# Gaggia New Baby 06 air lock



## alex72 (Oct 6, 2016)

Hello i have a problem with my Gaggia. I've had the machine since one year .

And reguraly it's hapeend when i start to make a coffee to have Very little jet of water.

After a lot of experiments and cleanings i find that, when i disassemble the solenoid valve cleaned it and assemble it again machine start to make normal good coffee.

but not for longer , after a week or max 10 days i need to do it again..

i'm looking for advice how to fix this problem

Thanks


----------



## JojoS (Oct 1, 2014)

Do you backflush?


----------



## alex72 (Oct 6, 2016)

Sorry for this may be very stupid question but what you mean ?


----------



## JojoS (Oct 1, 2014)

Check this out http://www.gaggiausersgroup.com/index.php?action=ezportal;sa=page;p=19


----------



## alex72 (Oct 6, 2016)

Thanks , i will try .


----------



## alex72 (Oct 6, 2016)

Hi again , i do try with backflush but after a week it is happen again


----------



## JojoS (Oct 1, 2014)

You will have to open up the boiler for manual cleaning. I suspect it is heavily scaled. A complete boiler tear down and manual descaling should keep the problem from coming back. While you are at it, clean up the 3 way solenoid as well.


----------



## alex72 (Oct 6, 2016)

Hello Jojos , I did this may be 7 months ago. I opened it was very clean and until now I use only water form a Brita jug. When i opened i polished the surface wich contact with the Gasket.
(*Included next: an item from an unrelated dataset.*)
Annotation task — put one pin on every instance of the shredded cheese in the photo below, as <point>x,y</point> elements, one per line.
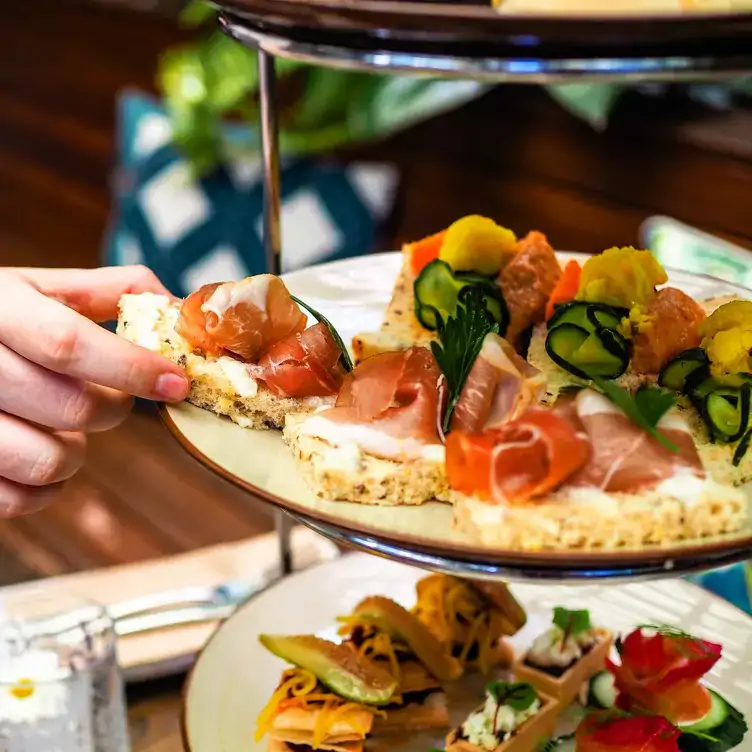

Every time when the water going to be less during a making coffee I need to open the solenoid and assembled again and water start to run normal . there is no any scale in the solenoid . i noticed that when water start to run less and i press stop button there is a sound of a lot returning water to exit of the solenoid.

may be from somewhere air going inside and make an airlock but i can guess from where


----------



## ashcroc (Oct 28, 2016)

Could be a tiny hole in one of the pipes or even something as simple as the pump being on it's way out.


----------



## JojoS (Oct 1, 2014)

What ashcroc said. Please provide a clear maintenance and repair history to make it easier for us trying to help you.


----------



## Missy (Mar 9, 2016)

Brita filter is unlikely to remove sufficient scale. If your water is hard you need to descale regularly, or switch to bottled water.


----------



## alex72 (Oct 6, 2016)

at first when i met this problem i bought Full Gasket Kit , open the boiler but inside i did not found there any signs of scale . I polish the surface that is in contact with a gasket with water sand. And after that i assembly everything. After that i do open and Solenoid Valve as well clean it and put new gaskets.

two weeks ago i did flushback as you told me but this problem it's happening again.

i am pretty sure that is formed airlock in solenoid because when water jet going to be less and i press making coffee stop button i can hear same sound like when i do backflush a lot water going back through solenoid which is sign for a lot pressure in after solenoid part or in it .

there is no any sign of leaking of water anywhere

I'm just not sure of one thing ...Faucet . is there any chance air to goes inside through Faucet and if yes is it possible to make airlock in the solenoid ?


----------



## JojoS (Oct 1, 2014)

Best guess is the solenoid valve is not aligned and best replaced.


----------